= Shivnarayan Singh =

Indian politician

Shivnarayan Gyan Singh (born 2 October 1980) is an Indian politician from Madhya Pradesh. He is an MLA from Bandhavgarh Assembly constituency, which is reserved for Scheduled Tribe community, in Umaria District. He won the 2023 Madhya Pradesh Legislative Assembly election, representing the Bharatiya Janata Party.

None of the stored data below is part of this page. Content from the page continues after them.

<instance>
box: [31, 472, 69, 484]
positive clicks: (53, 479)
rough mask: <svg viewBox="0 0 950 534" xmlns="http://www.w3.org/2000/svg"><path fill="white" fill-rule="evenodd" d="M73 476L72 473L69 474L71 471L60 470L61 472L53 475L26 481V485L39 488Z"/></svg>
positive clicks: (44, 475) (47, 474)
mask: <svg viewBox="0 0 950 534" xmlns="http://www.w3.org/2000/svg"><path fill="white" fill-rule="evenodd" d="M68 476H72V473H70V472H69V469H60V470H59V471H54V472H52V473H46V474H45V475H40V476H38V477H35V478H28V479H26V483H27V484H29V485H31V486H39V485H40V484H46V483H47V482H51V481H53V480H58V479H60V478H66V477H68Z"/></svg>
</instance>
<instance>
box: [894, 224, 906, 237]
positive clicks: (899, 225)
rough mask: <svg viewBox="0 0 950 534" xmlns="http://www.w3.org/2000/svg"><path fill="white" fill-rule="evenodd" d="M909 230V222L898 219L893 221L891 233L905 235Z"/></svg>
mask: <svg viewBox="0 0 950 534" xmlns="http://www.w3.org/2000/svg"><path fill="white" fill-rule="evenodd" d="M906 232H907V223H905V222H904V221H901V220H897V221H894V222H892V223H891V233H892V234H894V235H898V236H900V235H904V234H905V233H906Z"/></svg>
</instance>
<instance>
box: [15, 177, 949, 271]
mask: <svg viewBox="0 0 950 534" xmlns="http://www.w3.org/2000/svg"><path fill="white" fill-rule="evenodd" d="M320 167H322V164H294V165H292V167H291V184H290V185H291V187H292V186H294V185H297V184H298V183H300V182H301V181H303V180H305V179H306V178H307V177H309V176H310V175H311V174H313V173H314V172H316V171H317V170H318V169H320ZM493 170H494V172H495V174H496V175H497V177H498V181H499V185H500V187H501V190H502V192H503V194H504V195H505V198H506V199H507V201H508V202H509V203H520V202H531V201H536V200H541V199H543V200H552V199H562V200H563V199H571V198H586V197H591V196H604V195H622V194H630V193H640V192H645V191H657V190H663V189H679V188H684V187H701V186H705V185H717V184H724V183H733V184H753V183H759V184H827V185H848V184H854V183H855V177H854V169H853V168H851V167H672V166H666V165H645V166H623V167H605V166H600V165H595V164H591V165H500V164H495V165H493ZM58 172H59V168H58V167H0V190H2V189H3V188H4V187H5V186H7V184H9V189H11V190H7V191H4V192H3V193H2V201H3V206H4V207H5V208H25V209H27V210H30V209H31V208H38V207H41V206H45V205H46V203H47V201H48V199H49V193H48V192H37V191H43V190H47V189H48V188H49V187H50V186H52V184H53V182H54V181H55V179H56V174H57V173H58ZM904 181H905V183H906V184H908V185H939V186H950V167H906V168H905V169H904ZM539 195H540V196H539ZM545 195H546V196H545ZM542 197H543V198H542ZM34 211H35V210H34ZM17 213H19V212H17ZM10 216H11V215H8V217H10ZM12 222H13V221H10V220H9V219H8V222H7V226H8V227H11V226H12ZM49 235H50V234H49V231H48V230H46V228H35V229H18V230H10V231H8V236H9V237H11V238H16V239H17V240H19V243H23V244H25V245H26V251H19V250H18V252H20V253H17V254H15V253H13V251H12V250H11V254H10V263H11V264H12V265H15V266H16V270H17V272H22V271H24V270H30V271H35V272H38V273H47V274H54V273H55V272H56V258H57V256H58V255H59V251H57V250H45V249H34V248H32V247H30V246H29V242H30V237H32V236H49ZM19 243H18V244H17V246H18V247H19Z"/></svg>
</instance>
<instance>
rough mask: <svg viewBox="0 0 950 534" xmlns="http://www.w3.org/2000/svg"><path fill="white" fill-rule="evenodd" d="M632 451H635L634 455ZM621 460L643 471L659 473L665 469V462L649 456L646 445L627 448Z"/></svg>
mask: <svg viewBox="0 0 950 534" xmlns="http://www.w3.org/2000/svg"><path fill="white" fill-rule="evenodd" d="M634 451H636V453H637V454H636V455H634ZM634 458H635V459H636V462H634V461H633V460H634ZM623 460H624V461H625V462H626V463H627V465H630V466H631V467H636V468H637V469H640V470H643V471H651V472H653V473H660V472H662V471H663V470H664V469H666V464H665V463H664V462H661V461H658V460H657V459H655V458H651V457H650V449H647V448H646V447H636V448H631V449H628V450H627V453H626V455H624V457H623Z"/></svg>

== Early life and education ==
Singh is from Bandhavgarh, Umaria District, Madhya Pradesh. He is the son of Gyan Singh. He passed Class 12 in 2005 at Higher Secondary College, Madwas and later did B.A. through open stream from Madhya Pradesh Open University, Bhopal in 2008.

== Career ==
Singh won from Bandhavgarh Assembly constituency in the 2023 Madhya Pradesh Legislative Assembly election representing Bharatiya Janata Party. He polled 89,954 votes and defeated his nearest rival, Savitri Singh Dhurve of the Indian National Congress, by a margin of 23,711 votes. He first became an MLA winning the 2017 by election caused due to the resignation of his father Gyan Singh, who was elected to the Lok Sabha. He then retained the seat in the 2018 Madhya Pradesh Legislative Assembly election. Earlier, he was a member of the Umaria district panchayat.